I did a little research here and found this thread. Looks like there is some disagreement on this? http://forums.phoenixrising.me/inde...versy-with-the-cbs-c699t-enzyme-defect.13957/
 

Bluebell

Senior Member
Messages
392
What seems like it could be helpful is some sort of matrix or guide to interpretation. Like a list or graph of the main SNPs related to methylation and other health concerns (which are backed by research) along with a summary of what it means and suggested avenues for treatment. Even better would be a matrix or grid for combinations of SNPs. ie. if you have this, this, and that, it could me this. Kind of like what Valentijn and the other senior members are doing manually for people.
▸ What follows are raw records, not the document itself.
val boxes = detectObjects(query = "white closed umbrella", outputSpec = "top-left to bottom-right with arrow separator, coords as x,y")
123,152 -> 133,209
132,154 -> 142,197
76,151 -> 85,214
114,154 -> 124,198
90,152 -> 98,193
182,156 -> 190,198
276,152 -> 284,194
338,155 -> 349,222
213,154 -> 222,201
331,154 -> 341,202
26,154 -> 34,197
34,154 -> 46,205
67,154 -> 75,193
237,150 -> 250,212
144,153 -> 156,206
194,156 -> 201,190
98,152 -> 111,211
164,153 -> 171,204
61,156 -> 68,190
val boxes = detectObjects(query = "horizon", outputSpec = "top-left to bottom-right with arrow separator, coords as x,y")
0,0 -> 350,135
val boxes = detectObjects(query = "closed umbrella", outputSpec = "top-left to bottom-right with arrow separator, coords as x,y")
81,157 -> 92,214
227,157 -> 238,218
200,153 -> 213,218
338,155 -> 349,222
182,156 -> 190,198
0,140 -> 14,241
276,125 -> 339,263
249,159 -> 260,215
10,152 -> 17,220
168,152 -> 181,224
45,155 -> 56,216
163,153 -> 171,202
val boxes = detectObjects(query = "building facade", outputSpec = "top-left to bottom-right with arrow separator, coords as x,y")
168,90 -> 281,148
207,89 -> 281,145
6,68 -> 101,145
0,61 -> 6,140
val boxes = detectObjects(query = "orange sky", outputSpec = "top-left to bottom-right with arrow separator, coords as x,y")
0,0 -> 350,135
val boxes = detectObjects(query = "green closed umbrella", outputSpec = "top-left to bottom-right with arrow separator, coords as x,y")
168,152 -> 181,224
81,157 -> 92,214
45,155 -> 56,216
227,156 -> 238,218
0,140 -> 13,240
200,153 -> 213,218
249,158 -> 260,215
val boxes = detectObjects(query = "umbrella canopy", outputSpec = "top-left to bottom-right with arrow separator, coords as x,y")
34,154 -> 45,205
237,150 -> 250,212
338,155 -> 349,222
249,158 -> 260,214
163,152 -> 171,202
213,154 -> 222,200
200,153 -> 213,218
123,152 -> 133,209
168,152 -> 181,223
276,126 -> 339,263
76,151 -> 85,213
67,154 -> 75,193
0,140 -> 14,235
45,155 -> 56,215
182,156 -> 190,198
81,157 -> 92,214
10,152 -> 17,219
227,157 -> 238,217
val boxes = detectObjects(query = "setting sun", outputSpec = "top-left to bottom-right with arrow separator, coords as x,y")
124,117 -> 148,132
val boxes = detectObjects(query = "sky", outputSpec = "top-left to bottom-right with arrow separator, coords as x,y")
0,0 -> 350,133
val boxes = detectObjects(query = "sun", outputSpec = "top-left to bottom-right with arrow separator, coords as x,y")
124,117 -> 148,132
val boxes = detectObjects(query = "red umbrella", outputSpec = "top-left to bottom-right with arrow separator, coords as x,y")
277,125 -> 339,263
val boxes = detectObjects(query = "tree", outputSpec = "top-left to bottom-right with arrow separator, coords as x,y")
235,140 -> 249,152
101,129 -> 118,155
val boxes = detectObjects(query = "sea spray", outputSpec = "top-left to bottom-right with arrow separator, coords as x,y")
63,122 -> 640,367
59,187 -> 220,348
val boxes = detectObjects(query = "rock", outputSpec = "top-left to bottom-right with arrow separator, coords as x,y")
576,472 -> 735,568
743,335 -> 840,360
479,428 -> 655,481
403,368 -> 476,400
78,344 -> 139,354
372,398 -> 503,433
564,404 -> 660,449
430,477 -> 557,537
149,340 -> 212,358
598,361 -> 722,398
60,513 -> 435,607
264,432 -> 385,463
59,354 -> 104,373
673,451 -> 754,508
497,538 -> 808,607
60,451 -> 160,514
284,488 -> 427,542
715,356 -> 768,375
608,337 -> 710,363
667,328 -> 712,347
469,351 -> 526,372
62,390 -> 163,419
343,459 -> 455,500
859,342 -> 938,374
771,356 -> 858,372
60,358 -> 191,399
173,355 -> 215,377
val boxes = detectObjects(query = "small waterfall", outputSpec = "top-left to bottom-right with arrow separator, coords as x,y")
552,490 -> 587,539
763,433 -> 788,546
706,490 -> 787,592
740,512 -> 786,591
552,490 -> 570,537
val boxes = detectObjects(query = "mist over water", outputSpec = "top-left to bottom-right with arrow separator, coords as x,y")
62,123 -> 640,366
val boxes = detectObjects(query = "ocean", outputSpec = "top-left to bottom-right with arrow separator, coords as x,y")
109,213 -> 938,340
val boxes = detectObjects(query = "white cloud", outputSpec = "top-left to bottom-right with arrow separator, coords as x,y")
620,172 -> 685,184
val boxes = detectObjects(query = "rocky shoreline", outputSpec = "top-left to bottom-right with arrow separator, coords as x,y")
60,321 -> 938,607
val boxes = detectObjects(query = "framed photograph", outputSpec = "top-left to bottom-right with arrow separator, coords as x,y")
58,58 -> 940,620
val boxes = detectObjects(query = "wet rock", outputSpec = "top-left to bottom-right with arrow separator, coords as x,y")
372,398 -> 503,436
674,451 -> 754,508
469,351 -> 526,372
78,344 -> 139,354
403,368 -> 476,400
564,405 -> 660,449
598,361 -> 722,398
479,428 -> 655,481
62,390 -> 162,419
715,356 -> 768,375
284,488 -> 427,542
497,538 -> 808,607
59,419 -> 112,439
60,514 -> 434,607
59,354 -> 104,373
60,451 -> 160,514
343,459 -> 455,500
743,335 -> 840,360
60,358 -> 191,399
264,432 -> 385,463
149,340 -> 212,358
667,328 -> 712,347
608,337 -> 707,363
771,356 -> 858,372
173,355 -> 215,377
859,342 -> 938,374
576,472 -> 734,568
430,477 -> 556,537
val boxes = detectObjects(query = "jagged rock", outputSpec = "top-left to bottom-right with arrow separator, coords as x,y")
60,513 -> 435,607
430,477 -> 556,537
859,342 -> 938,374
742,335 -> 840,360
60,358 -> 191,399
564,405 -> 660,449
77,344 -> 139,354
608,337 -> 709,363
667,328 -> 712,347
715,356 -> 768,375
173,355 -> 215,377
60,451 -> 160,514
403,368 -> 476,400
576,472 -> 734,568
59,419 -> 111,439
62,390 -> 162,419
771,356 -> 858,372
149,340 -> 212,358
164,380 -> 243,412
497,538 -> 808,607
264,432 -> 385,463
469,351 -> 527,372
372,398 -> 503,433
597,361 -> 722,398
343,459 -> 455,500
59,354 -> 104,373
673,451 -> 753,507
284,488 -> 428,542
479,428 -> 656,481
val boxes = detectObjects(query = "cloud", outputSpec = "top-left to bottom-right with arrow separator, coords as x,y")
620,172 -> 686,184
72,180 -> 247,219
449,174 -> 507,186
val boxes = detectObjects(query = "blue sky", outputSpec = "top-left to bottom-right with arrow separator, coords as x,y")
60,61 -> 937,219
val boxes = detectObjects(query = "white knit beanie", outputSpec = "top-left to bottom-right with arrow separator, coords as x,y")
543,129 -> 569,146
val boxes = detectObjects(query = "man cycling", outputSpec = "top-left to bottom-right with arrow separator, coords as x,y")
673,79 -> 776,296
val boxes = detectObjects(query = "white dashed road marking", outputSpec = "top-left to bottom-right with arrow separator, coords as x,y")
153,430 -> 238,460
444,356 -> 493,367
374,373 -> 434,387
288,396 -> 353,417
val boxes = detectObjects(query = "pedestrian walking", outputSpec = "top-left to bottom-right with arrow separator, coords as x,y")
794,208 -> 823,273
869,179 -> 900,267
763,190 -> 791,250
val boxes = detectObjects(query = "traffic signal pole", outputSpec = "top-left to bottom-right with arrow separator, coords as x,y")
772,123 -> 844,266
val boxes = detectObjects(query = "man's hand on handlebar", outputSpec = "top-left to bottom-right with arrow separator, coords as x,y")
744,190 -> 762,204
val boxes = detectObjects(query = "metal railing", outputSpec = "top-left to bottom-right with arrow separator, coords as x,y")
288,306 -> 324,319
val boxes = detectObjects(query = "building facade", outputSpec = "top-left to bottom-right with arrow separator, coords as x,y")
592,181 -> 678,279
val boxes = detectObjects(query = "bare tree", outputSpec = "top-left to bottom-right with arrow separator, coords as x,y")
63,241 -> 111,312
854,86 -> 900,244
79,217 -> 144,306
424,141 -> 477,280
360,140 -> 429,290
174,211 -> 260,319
Does anything like this exist?
It will when you make it for us! :p

The first thing you describe, I've partly made for myself in Excel, geared towards my mutations. My genetic results are in rows, I have columns for different reference sources, and in the intersecting cells I put what the sources have said about that mutation. I started doing this when I first got my 23andMe results, but then I stopped, so it's unfinished.
An example of the info I've saved is the information about ACAT that I pasted in a post for Roxie60: http://forums.phoenixrising.me/inde...a-doctor-impractical.24323/page-2#post-375308
That is something that people could do for themselves (concentrating on their own genetic results) pretty easily, either in Excel, Word, or hardcopy paper files/binder notebook.

The second thing you describe would be complex and time-consuming to analyze and describe in words for every scenario because there are so many permutations of the allele combinations. Basically, that's where it takes an "expert" who focuses on the entirety of an individual's results and can picture in her/his imagination how the biochemical systems might be operating simultaneously and might respond to different interventions.**

**While I think that people can have a good handle on biochemistry even if they don't have a professional degree in the health sciences, I'm not sure how easy it is for anyone to know quite what is going on in a particular person's body and how that would be affected by making changes (diet, supplements, daily behaviors, etc.) A lot of the advice given (even for a fee) is likely to be conjecture and repetition of received wisdom passed on by other people. This is where engaging a health professional who has extensive knowledge in the area, who has demonstrably been able to help prior clients with this, and who will monitor your progress and help you make adjustments would be good.